Phytotoxicity testing can be conducted on two classes of flowering plants. These are monocots (plants with one seed leaf) and dicots (plants with two seed leafs). Representatives from both of these classes are typically used in toxicity testing - summer barley to represent monocots and cress to represent dicots. Tests involve measuring the yield of both of these plants obtained from the test compost and from control compost.
Animal testing is generally carried out using earthworms (as representative soil dwelling organisms) and Daphnia (as representative aquatic organisms). Earthworms are very sensitive to toxicants. Since earthworms feeds on soil, they are suitable for testing the toxicity of compost.
In the acute toxicity test, earthworms are exposed to high concentrations of the test material for short periods of time. The toxicity test is a European test (OECD guideline #207) in which earthworms are exposed to soil and compost in varying amounts. Following 14 days of exposure, the number of surviving earthworms is counted and weighed and the percent survival rate is calculated. The earthworms are exposed to several mixture ratios of compost and soil mixtures.

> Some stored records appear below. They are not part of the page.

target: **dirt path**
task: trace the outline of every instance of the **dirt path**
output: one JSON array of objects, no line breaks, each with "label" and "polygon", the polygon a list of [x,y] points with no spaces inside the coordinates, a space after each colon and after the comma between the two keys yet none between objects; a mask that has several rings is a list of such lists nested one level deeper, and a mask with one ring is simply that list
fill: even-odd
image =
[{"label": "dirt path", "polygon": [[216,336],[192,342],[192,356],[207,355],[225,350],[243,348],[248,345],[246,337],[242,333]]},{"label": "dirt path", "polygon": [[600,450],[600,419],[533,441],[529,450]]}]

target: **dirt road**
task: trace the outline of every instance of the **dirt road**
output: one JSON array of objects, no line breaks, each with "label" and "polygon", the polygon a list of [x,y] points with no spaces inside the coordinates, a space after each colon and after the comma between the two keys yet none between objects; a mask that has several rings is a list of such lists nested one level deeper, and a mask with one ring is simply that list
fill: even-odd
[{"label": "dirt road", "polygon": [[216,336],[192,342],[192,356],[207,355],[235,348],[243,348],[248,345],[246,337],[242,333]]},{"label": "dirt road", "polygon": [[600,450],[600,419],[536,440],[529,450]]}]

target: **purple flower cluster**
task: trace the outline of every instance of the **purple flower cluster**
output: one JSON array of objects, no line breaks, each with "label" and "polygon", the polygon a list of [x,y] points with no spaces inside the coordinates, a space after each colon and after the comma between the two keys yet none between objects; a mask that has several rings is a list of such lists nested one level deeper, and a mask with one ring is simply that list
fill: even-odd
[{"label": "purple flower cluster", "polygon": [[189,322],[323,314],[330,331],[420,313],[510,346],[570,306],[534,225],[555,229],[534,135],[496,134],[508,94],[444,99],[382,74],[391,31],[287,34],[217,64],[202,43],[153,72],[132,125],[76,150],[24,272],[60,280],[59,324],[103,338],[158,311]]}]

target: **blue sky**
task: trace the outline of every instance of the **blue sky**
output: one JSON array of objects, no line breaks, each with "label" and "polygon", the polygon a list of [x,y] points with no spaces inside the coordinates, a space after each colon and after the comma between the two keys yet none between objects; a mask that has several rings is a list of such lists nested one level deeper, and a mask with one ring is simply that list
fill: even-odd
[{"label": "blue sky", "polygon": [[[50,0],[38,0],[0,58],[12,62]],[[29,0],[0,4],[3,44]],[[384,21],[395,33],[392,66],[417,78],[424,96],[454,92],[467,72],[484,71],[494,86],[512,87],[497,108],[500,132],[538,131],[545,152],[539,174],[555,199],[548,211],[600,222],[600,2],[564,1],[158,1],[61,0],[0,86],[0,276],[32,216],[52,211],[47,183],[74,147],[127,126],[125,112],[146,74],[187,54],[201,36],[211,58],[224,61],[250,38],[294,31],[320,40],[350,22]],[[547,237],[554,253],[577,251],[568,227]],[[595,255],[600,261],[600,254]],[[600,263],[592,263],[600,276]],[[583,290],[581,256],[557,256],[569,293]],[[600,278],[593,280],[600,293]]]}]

Compost worms (Eisenia fetida) are used for testing the toxicity of biodegradable plastic residues. These worms are very sensitive to metals such as tin, zinc, heavy metals and high acidity. For this test worms are cleaned and accurately weighed at intervals over 28 days. The compost worm toxicity test is considered to be an accurate method.

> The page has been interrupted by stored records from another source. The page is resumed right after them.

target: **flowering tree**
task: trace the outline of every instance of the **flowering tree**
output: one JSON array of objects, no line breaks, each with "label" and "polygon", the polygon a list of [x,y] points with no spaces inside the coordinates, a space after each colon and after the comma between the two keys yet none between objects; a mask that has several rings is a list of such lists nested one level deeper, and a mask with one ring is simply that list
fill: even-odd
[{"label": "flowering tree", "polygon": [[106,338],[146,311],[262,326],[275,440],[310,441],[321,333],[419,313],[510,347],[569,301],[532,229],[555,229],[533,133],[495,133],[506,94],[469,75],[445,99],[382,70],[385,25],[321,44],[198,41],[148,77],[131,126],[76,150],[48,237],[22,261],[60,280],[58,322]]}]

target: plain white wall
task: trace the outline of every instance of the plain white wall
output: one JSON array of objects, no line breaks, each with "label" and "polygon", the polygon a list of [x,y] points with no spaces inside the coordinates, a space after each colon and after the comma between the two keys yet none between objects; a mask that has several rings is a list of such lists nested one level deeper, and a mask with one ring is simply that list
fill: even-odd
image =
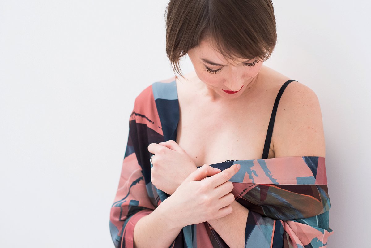
[{"label": "plain white wall", "polygon": [[[174,75],[167,2],[0,1],[0,247],[114,247],[109,211],[134,100]],[[371,4],[273,3],[278,42],[265,64],[321,105],[328,247],[368,247]]]}]

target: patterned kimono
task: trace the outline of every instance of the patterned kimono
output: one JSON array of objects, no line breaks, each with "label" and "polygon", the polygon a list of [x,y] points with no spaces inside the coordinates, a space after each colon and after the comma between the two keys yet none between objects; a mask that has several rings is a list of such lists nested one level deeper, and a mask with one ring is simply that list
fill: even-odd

The Daphnia toxicity test can establish whether degradation products present in liquids pose any problem to surface water bodies. In the test, Daphnia are placed in test solutions for 24 hours. After exposure the number of surviving organisms is counted and the percent mortality is calculated.
The main point of differentiation between the various international standards is the percentage of biodegradation required for compliance. This is an important issue that is under discussion at ISO level. The compliance requirements for the key standards are shown in Table 6.1.
|OECD||60% (for chemicals)||28 days|
A 60% biodegradation of a chemical (that is, small molecules) will generally represent a strong modification of its original chemical structure. On the other hand, if a copolymer is formed by two monomers statistically distributed, say 60% A and 40% B, where A is biodegradable and B is recalcitrant, a 60% biodegradation may mean a 100% biodegradation of one component but a 0% biodegradation of the other.
There is a need for the adoption of Australian Standards for biodegradation which match the potential application areas and disposal environments in Australia. These Standards may be developed with reference to the excisting international standards.
A number of products presently being imported into Australia are purported to be biodegradable plastics, but are simply hydrocarbon polymers such as polyethylene. It is currently difficult to verify whether polymers comply with relevant overseas standards other than by conducting expensive testing. For example, the knives and forks from the Sydney Olympics have been tested in laboratory compost vessels and were found not to breakdown after 6 months. The development of Australian Standards that address local requirements and circumstances may alleviate these problems.